Das Planungsamt schlug in der Folge eine Bebauungsdichte von mindestens 0,3, höchstens 0,6 der Nettobauplatzfläche (entsprechend Bebauungsdichteverordnung vom 7. Juli 1987), einen Bebauungsgrad von mindestens 0,15, höchstens 0,3 der Nettobauplatzfläche, eine Gebäudehöhe für Wohngebäude von mindestens 3 m, höchstens 7 m (Höhenlage der angrenzenden Verkehrsfläche) sowie offene Bebauungsweise vor. Die nicht bebauten Flächen, die nicht als Verkehrsfläche oder Kinderspielplatz verwendet würden, seien als Grünflächen auszugestalten.

In der über das Widmungsänderungsansuchen durchgeführten mündlichen Verhandlung ersuchten Erst- und Zweitbeschwerdeführer lediglich um Aufrechterhaltung der Widmungsbewilligung vom 1. Februar 1960 mit den gleichen Auflagen, ohne dies weiter zu begründen.

Mit dem namens des Stadtsenates erlassenen Bescheid vom 11. April 1990 wurde die Widmungsänderung entsprechend dem Antrag der mitbeteiligten Partei und dem Gutachten des Stadtplanungsamtes erteilt; das Vorbringen der Beschwerdeführer wurde als unzulässig zurückgewiesen.

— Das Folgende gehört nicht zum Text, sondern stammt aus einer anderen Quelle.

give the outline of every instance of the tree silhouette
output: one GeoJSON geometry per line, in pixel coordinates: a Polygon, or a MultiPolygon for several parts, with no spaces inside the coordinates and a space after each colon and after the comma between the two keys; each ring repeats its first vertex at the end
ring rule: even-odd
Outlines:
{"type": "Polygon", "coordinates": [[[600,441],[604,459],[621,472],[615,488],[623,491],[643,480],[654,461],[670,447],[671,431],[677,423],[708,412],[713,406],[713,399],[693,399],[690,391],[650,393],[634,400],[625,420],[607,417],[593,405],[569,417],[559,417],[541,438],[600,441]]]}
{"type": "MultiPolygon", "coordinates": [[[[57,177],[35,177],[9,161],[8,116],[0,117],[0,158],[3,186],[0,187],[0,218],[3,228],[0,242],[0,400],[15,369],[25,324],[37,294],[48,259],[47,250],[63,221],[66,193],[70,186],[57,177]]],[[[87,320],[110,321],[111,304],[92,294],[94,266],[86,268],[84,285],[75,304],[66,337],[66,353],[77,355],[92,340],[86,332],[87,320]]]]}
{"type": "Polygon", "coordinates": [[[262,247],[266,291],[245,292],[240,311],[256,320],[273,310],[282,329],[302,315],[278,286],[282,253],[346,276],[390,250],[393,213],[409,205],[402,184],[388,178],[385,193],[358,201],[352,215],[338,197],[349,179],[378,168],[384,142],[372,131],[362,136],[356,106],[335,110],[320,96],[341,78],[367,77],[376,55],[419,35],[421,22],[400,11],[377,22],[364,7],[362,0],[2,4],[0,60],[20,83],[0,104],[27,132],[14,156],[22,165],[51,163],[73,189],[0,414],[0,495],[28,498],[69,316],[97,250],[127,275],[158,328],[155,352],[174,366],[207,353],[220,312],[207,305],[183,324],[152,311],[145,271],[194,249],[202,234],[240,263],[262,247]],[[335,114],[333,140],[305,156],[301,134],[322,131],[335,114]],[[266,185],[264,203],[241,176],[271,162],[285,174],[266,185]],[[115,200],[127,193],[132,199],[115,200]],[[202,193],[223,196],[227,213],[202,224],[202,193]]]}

Mit dem angefochtenen Bescheid gab die belangte Behörde der Berufung des Erst- und der Zweitbeschwerdeführerin gegen den erstinstanzlichen Bescheid keine Folge. Sie verwies darauf, daß im § 61 Abs. 2 der Stmk. Bauordnung alle Vorschriften erschöpfend aufgezählt würden, aus denen Nachbarrechte erwüchsen. Nur diesen Bestimmungen komme der Charakter subjektiv-öffentlicher Rechte zu, deren Verletzung der Nachbar geltend machen könne, unter der Voraussetzung, daß er sie im Sinn des § 42 AVG rechtzeitig eingewendet habe.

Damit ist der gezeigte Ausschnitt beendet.